Brushing distributes the natural oils stored in your pet’s fur, making it more shiny, healthy and beautiful. Even though some dogs and cats may not require frequent brushing, their coats may be glossier if you help stir up and distribute those oils on a more frequent basis (and those natural oils may help with itching!)
Brushing your dog or cat regularly will keep excess hair off of your furniture, clothing and floors! If this isn’t an argument for brushing your pet, I don’t know what is. For my Skeeter’s coat, I really love the Furminator as a dog brush. It pulls out so much excess hair from his coat that would otherwise end up on my floor and make Skeeter itchy and uncomfortable. I also prefer to brush Skeeter outside and then sweep up the fur unless it’s a windy or rainy day. (And then after it’s all over I like to take a shower, because I end up covered in a fine layer of dog hair from head to toe.)
4. Regular Check-Ups
Brushing your pet regularly causes you to also complete an exam of your pet regularly. During this time you can check your dog or cat for any cuts, sores, lumps or tender spots as well as check for any ticks or fleas. It is always a good idea to assess your pet’s physical well-being daily.
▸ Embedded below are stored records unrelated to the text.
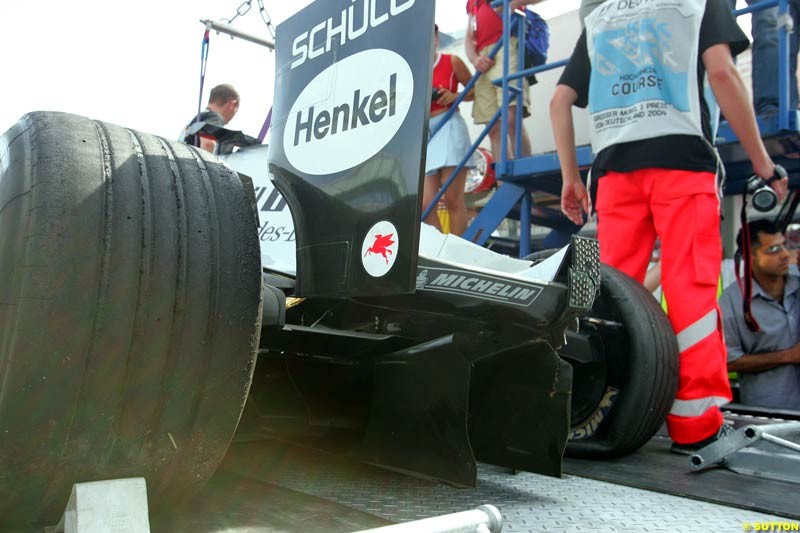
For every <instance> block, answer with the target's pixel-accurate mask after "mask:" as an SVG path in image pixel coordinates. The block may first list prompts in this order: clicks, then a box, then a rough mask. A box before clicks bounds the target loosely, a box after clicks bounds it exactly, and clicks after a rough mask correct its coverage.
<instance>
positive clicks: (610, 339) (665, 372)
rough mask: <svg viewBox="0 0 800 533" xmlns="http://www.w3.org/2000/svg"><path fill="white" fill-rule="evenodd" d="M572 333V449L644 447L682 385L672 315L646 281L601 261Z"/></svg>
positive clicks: (568, 445) (564, 351)
mask: <svg viewBox="0 0 800 533" xmlns="http://www.w3.org/2000/svg"><path fill="white" fill-rule="evenodd" d="M552 253H553V252H552V251H550V250H545V251H542V252H538V253H535V254H532V255H531V256H529V257H528V259H532V260H538V259H543V258H545V257H547V256H549V255H551V254H552ZM568 339H571V341H572V342H571V343H570V342H568V343H567V346H565V347H562V348H561V349H560V350H559V352H560V354H561V356H562V357H564V358H565V359H566V360H567V361H568V362H569V363H570V364H571V365H572V366H573V384H572V408H571V413H570V414H571V434H570V441H569V442H568V444H567V450H566V453H567V455H570V456H573V457H589V458H599V459H600V458H612V457H618V456H621V455H625V454H628V453H631V452H633V451H635V450H637V449H639V448H640V447H641V446H642V445H644V444H645V443H646V442H647V441H648V440H650V438H651V437H652V436H653V435H654V434H655V433H656V431H658V429H659V427H661V425H662V424H663V423H664V420H665V419H666V417H667V414H668V413H669V410H670V408H671V406H672V402H673V400H674V399H675V392H676V391H677V387H678V345H677V341H676V339H675V334H674V333H673V331H672V327H671V325H670V323H669V319H667V317H666V315H665V314H664V312H663V311H662V310H661V307H660V306H659V305H658V302H657V301H656V300H655V298H653V296H652V295H651V294H650V293H649V292H647V290H645V288H644V287H643V286H642V285H641V284H639V283H638V282H636V281H635V280H634V279H633V278H631V277H629V276H627V275H625V274H623V273H622V272H620V271H619V270H617V269H615V268H613V267H611V266H609V265H606V264H601V265H600V293H599V295H598V296H597V298H596V299H595V302H594V305H593V306H592V309H591V311H590V312H589V313H588V315H587V316H585V317H583V318H582V319H581V320H580V328H579V329H578V332H577V333H576V332H570V333H569V334H568Z"/></svg>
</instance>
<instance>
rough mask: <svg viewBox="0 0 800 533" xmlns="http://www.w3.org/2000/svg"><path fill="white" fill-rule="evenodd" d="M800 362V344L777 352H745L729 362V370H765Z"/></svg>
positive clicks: (758, 371) (745, 372) (748, 371)
mask: <svg viewBox="0 0 800 533" xmlns="http://www.w3.org/2000/svg"><path fill="white" fill-rule="evenodd" d="M798 363H800V344H795V345H794V346H792V347H791V348H787V349H786V350H780V351H777V352H769V353H759V354H745V355H743V356H741V357H740V358H739V359H737V360H736V361H731V362H729V363H728V371H729V372H745V373H747V372H763V371H765V370H771V369H773V368H776V367H779V366H782V365H789V364H798Z"/></svg>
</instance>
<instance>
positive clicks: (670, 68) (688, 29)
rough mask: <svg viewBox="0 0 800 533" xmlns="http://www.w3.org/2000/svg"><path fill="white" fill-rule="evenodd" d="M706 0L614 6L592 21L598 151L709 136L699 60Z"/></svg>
mask: <svg viewBox="0 0 800 533" xmlns="http://www.w3.org/2000/svg"><path fill="white" fill-rule="evenodd" d="M704 10H705V0H687V1H684V2H678V3H676V2H675V1H674V0H646V1H640V2H633V1H629V0H620V1H618V2H607V3H606V4H604V5H603V6H602V7H600V8H598V9H597V10H596V11H595V12H594V13H592V15H591V16H590V17H589V18H588V19H587V21H586V27H587V47H588V52H589V60H590V62H591V65H592V74H591V76H592V77H591V83H590V85H589V110H590V112H591V114H592V119H591V120H592V145H593V147H594V149H595V152H599V151H600V150H602V149H603V148H606V147H608V146H610V145H612V144H618V143H621V142H630V141H635V140H641V139H647V138H652V137H655V136H661V135H668V134H685V135H702V126H701V122H700V120H701V119H700V106H699V95H698V90H697V60H698V53H697V51H698V47H699V33H700V23H701V21H702V17H703V12H704Z"/></svg>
Many animals are very stoic and will not let you know when they are experiencing any pain or discomfort until it is very bad for them. It’s best if you can catch any problems early.
5. Bonding Experience
Brushing your pet is a great way to bond with your pet. Some dogs and cats instinctively like the feeling of being brushed and you two will have a great time together. It’s like a special meeting that you two will have together once or twice a week. Other dogs and cats do not seem to like brushing as much initially, but can learn to enjoy it with some patience and encouragement from you. Teach puppies and kittens to enjoy being brushed from a young age by exposing them to it frequently with positive rewards associated.
6. Hairball Reduction
Brushing your cat regularly can get rid of excess fur that she would have otherwise licked off her own coat, ingested, and then regurgitated in the form of a hairball right in front of your bedroom door so that the very first thing you do in the morning is step on it with your bare foot. I vote for brushing instead.
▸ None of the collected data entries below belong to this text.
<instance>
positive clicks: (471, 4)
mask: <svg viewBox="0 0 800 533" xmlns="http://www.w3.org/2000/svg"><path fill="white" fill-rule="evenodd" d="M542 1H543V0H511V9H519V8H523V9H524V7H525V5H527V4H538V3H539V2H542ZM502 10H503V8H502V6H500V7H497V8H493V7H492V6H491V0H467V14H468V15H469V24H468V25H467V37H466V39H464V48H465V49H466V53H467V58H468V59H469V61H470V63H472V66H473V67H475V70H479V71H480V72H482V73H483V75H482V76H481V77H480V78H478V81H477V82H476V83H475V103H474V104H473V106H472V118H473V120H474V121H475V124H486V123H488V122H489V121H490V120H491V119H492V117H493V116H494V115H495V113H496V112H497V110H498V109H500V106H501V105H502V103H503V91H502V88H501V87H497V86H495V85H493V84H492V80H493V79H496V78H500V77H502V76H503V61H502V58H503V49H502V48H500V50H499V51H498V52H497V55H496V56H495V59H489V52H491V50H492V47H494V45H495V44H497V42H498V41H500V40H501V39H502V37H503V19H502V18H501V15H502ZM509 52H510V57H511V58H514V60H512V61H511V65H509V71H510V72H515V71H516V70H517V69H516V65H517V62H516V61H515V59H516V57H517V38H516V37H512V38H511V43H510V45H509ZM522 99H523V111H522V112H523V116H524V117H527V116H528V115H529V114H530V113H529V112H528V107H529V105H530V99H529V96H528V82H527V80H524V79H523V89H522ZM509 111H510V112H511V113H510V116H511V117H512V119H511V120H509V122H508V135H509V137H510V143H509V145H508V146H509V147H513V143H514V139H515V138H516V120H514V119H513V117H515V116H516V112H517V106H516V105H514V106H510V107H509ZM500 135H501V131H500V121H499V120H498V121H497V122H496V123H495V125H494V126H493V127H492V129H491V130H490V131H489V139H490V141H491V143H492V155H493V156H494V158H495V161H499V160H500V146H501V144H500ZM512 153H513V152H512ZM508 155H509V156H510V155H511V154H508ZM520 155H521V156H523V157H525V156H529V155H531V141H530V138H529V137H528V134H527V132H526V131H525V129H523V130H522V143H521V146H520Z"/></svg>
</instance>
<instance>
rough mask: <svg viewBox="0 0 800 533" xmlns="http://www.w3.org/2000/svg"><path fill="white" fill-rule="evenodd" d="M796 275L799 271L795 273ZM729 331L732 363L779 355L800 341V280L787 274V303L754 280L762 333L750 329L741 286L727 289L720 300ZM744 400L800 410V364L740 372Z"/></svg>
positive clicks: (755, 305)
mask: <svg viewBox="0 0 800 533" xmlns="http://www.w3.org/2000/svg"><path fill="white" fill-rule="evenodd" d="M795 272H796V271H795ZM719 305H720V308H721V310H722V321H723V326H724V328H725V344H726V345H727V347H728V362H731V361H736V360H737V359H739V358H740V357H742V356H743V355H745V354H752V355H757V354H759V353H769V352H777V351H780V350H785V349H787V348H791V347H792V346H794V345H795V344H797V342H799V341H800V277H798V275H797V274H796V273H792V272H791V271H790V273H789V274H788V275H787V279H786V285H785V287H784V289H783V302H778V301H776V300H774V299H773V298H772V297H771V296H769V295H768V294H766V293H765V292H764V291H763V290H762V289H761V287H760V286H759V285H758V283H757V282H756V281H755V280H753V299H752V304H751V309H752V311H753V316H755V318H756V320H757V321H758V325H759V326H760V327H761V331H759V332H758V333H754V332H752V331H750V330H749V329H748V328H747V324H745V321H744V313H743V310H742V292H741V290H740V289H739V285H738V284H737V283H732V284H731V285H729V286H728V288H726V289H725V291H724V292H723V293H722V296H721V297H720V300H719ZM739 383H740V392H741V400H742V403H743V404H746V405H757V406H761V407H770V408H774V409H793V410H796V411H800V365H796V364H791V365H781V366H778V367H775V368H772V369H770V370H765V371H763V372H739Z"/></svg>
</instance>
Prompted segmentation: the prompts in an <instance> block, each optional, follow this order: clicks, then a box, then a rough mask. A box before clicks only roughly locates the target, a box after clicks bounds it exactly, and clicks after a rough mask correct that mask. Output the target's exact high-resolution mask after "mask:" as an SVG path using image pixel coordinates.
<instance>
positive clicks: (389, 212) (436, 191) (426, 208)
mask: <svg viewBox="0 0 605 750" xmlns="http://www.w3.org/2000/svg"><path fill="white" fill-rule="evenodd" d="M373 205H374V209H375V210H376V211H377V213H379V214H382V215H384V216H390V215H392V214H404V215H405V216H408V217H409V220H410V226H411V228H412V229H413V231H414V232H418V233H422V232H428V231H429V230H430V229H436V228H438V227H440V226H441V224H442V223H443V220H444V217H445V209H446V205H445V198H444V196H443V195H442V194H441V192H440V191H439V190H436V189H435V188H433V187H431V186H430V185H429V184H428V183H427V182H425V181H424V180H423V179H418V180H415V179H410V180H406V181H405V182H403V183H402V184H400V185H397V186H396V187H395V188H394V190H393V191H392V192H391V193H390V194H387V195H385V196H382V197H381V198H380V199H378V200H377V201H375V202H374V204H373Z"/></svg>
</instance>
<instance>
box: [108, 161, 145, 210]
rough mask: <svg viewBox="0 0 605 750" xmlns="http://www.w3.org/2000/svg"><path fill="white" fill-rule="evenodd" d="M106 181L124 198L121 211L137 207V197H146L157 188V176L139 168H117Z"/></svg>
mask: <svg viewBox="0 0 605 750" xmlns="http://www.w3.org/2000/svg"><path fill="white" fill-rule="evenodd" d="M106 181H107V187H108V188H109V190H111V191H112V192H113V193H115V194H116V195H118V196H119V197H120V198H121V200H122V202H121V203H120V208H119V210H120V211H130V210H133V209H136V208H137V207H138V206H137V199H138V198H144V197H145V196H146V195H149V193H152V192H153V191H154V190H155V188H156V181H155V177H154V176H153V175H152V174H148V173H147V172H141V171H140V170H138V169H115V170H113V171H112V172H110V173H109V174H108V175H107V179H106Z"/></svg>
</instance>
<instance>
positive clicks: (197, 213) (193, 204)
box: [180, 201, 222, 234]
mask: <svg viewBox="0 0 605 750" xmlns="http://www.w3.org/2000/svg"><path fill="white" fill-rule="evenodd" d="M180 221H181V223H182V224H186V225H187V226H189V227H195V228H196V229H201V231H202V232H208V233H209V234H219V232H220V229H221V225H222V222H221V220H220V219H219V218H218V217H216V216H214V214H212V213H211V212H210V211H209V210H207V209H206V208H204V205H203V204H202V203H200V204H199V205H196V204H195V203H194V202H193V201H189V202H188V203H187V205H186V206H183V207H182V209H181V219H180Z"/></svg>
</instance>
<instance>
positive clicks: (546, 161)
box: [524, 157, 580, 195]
I like to look at brushing pets in two ways. I can either brush frequently, say 2-4 times per week, for a few minutes at a time to always maintain Skeeter’s coat without much trouble; or I can wait longer periods of time in between brushings, say a couple of weeks, and plan to spend a little longer when I do sit down to brush him because I may find a few matts starting to form.
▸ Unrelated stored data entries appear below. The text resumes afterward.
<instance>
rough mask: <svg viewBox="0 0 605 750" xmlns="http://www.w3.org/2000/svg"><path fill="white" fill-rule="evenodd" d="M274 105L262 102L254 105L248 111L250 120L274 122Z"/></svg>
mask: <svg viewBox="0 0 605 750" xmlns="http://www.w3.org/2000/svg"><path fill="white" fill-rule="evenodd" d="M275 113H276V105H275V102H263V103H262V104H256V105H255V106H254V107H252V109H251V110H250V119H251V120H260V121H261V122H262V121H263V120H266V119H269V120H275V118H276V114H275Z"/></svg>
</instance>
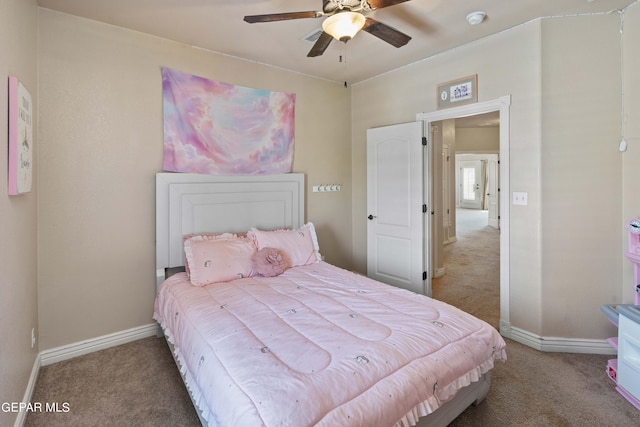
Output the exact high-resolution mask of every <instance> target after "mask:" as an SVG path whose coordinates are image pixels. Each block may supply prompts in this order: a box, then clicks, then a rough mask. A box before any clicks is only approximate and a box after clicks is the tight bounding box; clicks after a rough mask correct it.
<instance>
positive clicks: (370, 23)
mask: <svg viewBox="0 0 640 427" xmlns="http://www.w3.org/2000/svg"><path fill="white" fill-rule="evenodd" d="M362 29H363V30H364V31H366V32H368V33H369V34H373V35H374V36H376V37H378V38H379V39H381V40H384V41H386V42H387V43H389V44H390V45H392V46H395V47H402V46H404V45H405V44H407V43H409V40H411V37H409V36H408V35H406V34H404V33H402V32H400V31H398V30H396V29H395V28H392V27H390V26H388V25H386V24H383V23H382V22H378V21H376V20H375V19H372V18H366V21H365V23H364V27H362Z"/></svg>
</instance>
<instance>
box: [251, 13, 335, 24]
mask: <svg viewBox="0 0 640 427" xmlns="http://www.w3.org/2000/svg"><path fill="white" fill-rule="evenodd" d="M323 15H324V13H322V12H318V11H309V12H287V13H271V14H267V15H248V16H245V17H244V21H245V22H248V23H250V24H254V23H256V22H274V21H286V20H289V19H303V18H320V17H321V16H323Z"/></svg>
Through trial and error, I have found that I prefer to brush Skeeter about once a week most of the year and a little more frequently when his shedding is worst in the spring and summer.
Some dogs with thick coats like shepherds and collies may require daily brushing, but I think most dogs and cats can go several days to a week between brushings, and some will need to be brushed even less frequently than that.
What’s your favorite brush or brushing routine with your dog or cat?